I'm holding funds in an account that is maintained "for the benefit" of customers or third parties. Is "pass-through" deposit insurance available?
A person acting as an intermediary for third parties and holding funds in a fiduciary, custodial, or nominee capacity for others in a deposit account at an FDIC-insured depository institution can use "pass-through" deposit coverage to increase the amount of available deposit insurance covering the account. Pass-through coverage means that the FDIC will look through the nominal depositor and recognize the interest of each beneficial owner of the funds for purposes of determining the amount of deposit insurance available.
These arrangements should be reviewed to ensure that they meet all applicable requirements.
What is the Bank Term Funding Program (BTFP)?
The BTFP is a liquidity facility being made available by the Federal Reserve System to enable any US federally insured depository institution (including a bank, savings association, or credit union) or US branch or agency of a foreign bank that is eligible for primary credit at the Federal Reserve to borrow funds.
Advances from the BTFP must be fully collateralized with eligible collateral and will be made with recourse to the borrower.
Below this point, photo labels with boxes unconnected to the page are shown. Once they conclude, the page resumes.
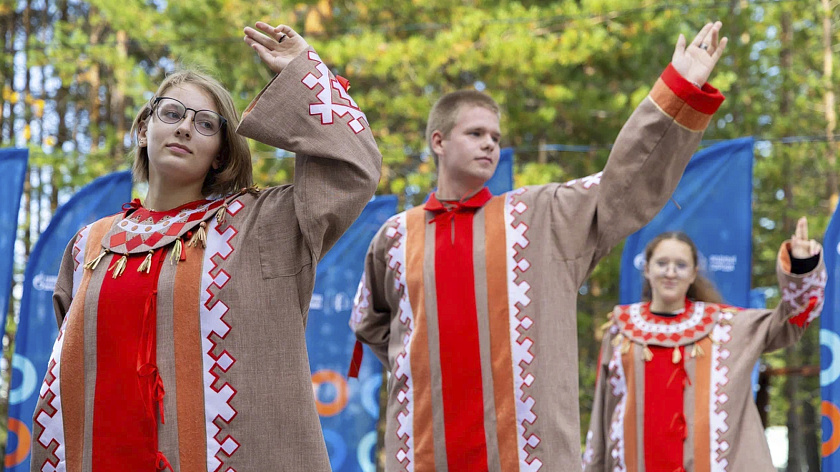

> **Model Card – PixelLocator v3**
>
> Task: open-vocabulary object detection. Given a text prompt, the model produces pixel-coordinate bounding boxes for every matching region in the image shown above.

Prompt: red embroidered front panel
[93,251,166,472]
[435,210,487,472]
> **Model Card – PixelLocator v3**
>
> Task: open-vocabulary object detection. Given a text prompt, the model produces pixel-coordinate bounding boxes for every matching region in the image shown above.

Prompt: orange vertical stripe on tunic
[173,245,207,471]
[621,349,639,472]
[692,337,712,472]
[405,207,435,471]
[484,196,519,472]
[59,215,115,472]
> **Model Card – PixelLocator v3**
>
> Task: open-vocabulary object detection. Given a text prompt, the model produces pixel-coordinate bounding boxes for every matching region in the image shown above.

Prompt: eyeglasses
[650,259,694,279]
[152,97,227,136]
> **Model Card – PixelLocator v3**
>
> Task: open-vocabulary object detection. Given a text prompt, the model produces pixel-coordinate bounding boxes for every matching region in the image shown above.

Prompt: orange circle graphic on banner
[820,400,840,457]
[6,417,32,469]
[312,370,347,416]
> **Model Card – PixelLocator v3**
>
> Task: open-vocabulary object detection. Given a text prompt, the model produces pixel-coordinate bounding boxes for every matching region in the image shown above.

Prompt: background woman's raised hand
[245,21,309,74]
[671,21,729,87]
[790,216,820,259]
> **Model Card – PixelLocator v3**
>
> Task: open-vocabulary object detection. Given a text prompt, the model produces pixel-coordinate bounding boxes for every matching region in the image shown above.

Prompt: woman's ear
[137,120,148,147]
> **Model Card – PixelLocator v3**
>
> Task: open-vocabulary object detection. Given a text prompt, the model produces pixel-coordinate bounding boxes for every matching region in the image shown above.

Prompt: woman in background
[583,218,826,472]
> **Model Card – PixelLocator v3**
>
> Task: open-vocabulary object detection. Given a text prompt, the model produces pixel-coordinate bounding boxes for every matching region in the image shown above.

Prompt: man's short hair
[426,90,501,166]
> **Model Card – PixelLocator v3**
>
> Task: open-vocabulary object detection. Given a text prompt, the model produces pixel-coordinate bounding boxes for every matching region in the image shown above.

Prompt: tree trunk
[822,0,840,215]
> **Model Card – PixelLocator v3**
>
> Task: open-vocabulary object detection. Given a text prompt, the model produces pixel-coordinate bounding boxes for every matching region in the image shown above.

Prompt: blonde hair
[426,90,501,165]
[642,231,723,303]
[131,70,254,197]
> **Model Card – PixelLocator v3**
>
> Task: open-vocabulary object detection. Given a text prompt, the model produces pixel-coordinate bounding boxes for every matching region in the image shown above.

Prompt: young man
[350,22,726,472]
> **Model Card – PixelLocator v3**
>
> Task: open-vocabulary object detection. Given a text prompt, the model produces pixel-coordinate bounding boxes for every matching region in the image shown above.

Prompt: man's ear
[137,121,148,147]
[429,130,445,157]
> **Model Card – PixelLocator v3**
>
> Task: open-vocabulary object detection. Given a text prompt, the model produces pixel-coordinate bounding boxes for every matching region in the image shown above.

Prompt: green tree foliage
[0,0,840,464]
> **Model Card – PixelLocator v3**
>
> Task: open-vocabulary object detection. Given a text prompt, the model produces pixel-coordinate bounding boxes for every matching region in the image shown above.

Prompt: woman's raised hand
[245,21,309,74]
[790,216,820,259]
[671,21,728,87]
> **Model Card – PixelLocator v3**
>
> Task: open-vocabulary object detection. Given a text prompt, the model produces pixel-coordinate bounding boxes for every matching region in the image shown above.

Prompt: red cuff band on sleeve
[661,64,725,115]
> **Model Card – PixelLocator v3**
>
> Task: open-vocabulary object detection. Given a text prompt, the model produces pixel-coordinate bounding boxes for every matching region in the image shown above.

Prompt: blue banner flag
[0,149,29,338]
[819,203,840,470]
[306,195,397,472]
[5,171,131,472]
[619,137,753,307]
[487,148,513,195]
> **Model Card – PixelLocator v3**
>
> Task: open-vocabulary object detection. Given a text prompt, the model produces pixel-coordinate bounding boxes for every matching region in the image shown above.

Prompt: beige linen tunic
[583,243,827,472]
[350,67,723,472]
[31,49,381,472]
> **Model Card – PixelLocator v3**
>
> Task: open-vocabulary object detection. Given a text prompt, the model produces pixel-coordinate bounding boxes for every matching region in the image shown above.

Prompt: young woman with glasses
[583,218,826,472]
[31,22,381,472]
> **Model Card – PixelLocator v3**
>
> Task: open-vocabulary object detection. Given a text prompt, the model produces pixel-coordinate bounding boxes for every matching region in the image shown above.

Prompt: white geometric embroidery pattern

The facility is being backstopped by up to $25 billion from the US Treasury Department's Exchange Stabilization Funds. Importantly, collateral valuation will be at par, which means financial institutions will be able to pledge securities to support borrowings without taking any haircut, even if the current market value of the securities pledged is below par. Eligible collateral includes US Treasuries, agency debt and mortgage-backed securities, and other qualifying assets. The facility will be available until March 11, 2024, and advances will have a term of up to one year.
The content of this article is intended to provide a general guide to the subject matter. Specialist advice should be sought about your specific circumstances.